Is that the case for IBM today? Let's look at how AI affects IBM right now and gauge just how good IBM stock might be to buy.
AI growth is sparking IBM's business
Once a technology titan, IBM was left behind when the arrival of the cloud disrupted its legacy enterprise hardware business. It's reinvented itself over the years, becoming a mixture of hardware, software, and consulting solutions, but it's struggled to grow consistently. It shed its IT infrastructure services business in 2021, spinning it off as Kyndryl, and that's helping IBM start to grow again.
Now, IBM believes artificial intelligence can carry the torch for future revenue growth. During its fourth-quarter earnings report, management commented that bookings for Watsonx and generating AI roughly doubled in the three months from the third quarter to Q4. That sounds encouraging. IBM grew revenue by 2% in 2023 over 2022, and 2024 guidance calls for accelerating to mid-single-digit revenue growth companywide. This evidence supports the assertion that IBM is seeing a notable uptick in its business.
This is excellent news for the company, but investors should be careful not to get too excited. After all, mid-single-digit revenue growth doesn't exactly scream hyper-growth stock that investors should unquestioningly pay anything for.
So, let's look at IBM's financial big picture.
IBM isn't a growth stock, so don't treat it like one
Just because IBM is growing doesn't necessarily make it a growth stock. The company's financials will show that IBM is anything but a high-growth investment opportunity. AI potential has excited analysts enough to raise their long-term earnings growth estimates. Boosting estimates from 5% to 6.7% is a significant uptick percentage-wise, but from a numbers standpoint, it is not that big a difference from where it was.
Additionally, the company is deeply in debt thanks to continual acquisitions and spending. There is roughly 3.8 times more long-term debt on the balance sheet than IBM's EBITDA, which is a ratio I generally like to see under 2.5. Then, factor in IBM's commitment to the dividend, which shows up in its 28-year streak of consecutive dividend raises. The dividend costs roughly $6 billion, half of IBM's guided free cash flow for 2024.
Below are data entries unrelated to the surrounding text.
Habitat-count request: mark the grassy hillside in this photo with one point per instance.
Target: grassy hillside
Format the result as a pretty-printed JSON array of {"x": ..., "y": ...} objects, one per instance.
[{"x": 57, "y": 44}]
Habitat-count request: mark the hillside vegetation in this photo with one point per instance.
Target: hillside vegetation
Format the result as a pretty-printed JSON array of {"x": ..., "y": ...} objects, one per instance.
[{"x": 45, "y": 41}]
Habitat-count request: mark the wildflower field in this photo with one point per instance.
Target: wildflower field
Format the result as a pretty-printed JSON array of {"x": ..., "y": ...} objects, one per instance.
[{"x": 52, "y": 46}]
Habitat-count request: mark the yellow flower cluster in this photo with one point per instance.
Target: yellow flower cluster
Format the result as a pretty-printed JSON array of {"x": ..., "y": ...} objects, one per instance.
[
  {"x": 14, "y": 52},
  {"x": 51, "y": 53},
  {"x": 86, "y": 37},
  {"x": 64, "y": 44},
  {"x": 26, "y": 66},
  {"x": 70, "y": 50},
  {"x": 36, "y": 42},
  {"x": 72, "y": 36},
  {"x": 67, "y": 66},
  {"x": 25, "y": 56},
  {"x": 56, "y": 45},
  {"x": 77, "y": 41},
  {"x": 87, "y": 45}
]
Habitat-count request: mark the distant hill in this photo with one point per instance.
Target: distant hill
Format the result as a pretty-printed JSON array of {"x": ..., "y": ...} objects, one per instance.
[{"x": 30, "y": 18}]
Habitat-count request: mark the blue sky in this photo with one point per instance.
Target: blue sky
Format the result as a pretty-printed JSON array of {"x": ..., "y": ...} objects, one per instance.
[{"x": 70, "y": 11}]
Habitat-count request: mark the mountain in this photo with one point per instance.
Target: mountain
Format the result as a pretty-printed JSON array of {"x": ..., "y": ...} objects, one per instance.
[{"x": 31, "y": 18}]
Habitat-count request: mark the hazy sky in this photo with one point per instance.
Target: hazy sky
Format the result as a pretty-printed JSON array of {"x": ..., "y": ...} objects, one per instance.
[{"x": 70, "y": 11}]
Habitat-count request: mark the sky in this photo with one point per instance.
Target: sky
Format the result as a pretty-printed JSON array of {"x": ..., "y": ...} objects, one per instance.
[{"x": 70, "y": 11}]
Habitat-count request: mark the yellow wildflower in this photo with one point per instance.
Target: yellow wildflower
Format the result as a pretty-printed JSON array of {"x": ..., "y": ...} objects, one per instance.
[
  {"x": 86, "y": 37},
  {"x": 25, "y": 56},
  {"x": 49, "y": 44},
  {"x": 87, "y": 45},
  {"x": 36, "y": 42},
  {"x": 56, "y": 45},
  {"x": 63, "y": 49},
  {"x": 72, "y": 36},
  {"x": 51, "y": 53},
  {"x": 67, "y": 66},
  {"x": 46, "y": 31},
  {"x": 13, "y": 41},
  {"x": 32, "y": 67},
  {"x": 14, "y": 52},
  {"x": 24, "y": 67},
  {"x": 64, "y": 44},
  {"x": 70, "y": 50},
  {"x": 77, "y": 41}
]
This isn't meant to be a put-down of IBM, but investors need to see a company for what it is. IBM is a fine dividend stock. The dividend yield is 3.5% today, and there's enough growth to fund more increases, while the $6 billion in leftover cash flow can help management repurchase shares or pay down debt. It doesn't do investors any good to try to paint the company as something it's not, especially in the face of broader AI excitement. This is not another Nvidia.
Is IBM a buy?
As a dividend stock, paying a reasonable valuation is even more crucial. A severe overpayment can create years of poor returns while the underlying business catches up to the stock's price tag.
IBM's big rally over the past year has bumped the valuation from a forward price-to-earnings (P/E) ratio of 14 to over 18. Is 18 times earnings a good price to pay for the stock? It may not be if IBM can't outperform analysts' projected 6% to 7% earnings growth estimates. That's a price/earnings-to-growth (PEG) ratio of roughly 3, which is about double the ratio I prefer.
Again, IBM is a fine dividend stock, and the accelerating revenue growth in 2024 is encouraging. But investors looking for total returns may have missed the big move. Of course, the stock could keep going up, but it's getting hard to like its chances of solid returns.